Molecules are represented as nodes, and the biological relationship between two nodes is represented as an edge (line). The intensity of the node color indicates the degree of up—(red) or down—(green) regulation.
Effects of HX630 on corticotroph tumor cells in vivo
To examine the anti-tumor effects of HX630 in vivo, we injected nu/nu mice with HX630 or vehicle intraperitonealy 3 times a week for 3 weeks after subcutaneous inoculation with AtT20 cells. Although there were no significant differences in body weights and plasma ACTH levels between the control group and the HX630 treated group (data not shown), HX630 significantly decreased the tumor volumes (Fig 7A–7E) as well as Pomc mRNA expressions in the tumor cells (Fig 7F). Similar observation was obtained regarding tumor volume decrease when we extended the duration of tumor cell inoculation and HX630/vehicle injection totally to 5 weeks (data not shown).
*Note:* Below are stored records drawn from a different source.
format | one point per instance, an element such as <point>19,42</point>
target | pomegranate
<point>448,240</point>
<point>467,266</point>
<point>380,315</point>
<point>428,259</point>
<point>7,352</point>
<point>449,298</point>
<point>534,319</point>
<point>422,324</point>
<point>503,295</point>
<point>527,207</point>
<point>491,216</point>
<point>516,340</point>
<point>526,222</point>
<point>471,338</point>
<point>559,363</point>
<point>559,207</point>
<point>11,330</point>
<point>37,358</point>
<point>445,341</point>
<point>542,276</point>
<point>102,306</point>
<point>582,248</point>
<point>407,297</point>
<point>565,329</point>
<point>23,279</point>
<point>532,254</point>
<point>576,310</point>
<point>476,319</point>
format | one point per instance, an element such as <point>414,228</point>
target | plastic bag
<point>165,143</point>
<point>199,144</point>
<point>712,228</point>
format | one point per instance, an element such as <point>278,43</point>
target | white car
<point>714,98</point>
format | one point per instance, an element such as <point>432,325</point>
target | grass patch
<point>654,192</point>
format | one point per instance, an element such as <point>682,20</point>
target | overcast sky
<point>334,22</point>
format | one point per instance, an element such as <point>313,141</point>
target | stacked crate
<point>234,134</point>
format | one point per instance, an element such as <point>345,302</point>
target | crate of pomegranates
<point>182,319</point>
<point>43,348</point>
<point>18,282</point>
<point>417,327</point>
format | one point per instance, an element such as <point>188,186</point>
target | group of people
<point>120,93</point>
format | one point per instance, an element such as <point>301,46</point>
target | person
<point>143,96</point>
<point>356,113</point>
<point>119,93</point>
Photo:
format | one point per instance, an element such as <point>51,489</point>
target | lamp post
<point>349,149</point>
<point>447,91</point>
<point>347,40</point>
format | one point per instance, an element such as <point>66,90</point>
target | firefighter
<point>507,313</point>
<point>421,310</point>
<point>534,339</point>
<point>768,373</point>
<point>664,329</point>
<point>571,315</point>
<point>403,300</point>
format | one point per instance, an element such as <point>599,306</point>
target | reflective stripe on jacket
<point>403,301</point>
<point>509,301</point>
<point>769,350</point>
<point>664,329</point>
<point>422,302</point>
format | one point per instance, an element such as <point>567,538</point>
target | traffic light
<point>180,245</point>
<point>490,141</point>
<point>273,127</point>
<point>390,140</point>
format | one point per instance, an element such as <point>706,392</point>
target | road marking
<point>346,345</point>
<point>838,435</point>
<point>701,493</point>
The mice (nu/nu) were subcutaneously inoculated with AtT20 cells (1,000,000/mouse). After 1 week, they were randomized for injection with either HX630 (5 mg/kg/d) or vehicle (corn oil) intraperitonealy 3 times a week for 3 weeks. In A and B, the body weights and the tumor volumes were monitored throughout the treatment. In C and D, a representative mouse of either the control group or the HX630-treated group on the last day is shown, respectively. Thereafter, mice were euthanized and their tumors were removed. Total RNAs were isolated from tumors and were subjected to examine Pomc mRNA expression by real-time PCR. In E and F, tumor volumes and Pomc mRNA expression in tumor cells on the last day were compared between the control group and the HX630 treated group, respectively. Results of Pomc mRNA expression are expressed as percentages of the control. Each point represents mean ± SEM (n = 7). *P<0.05 vs control.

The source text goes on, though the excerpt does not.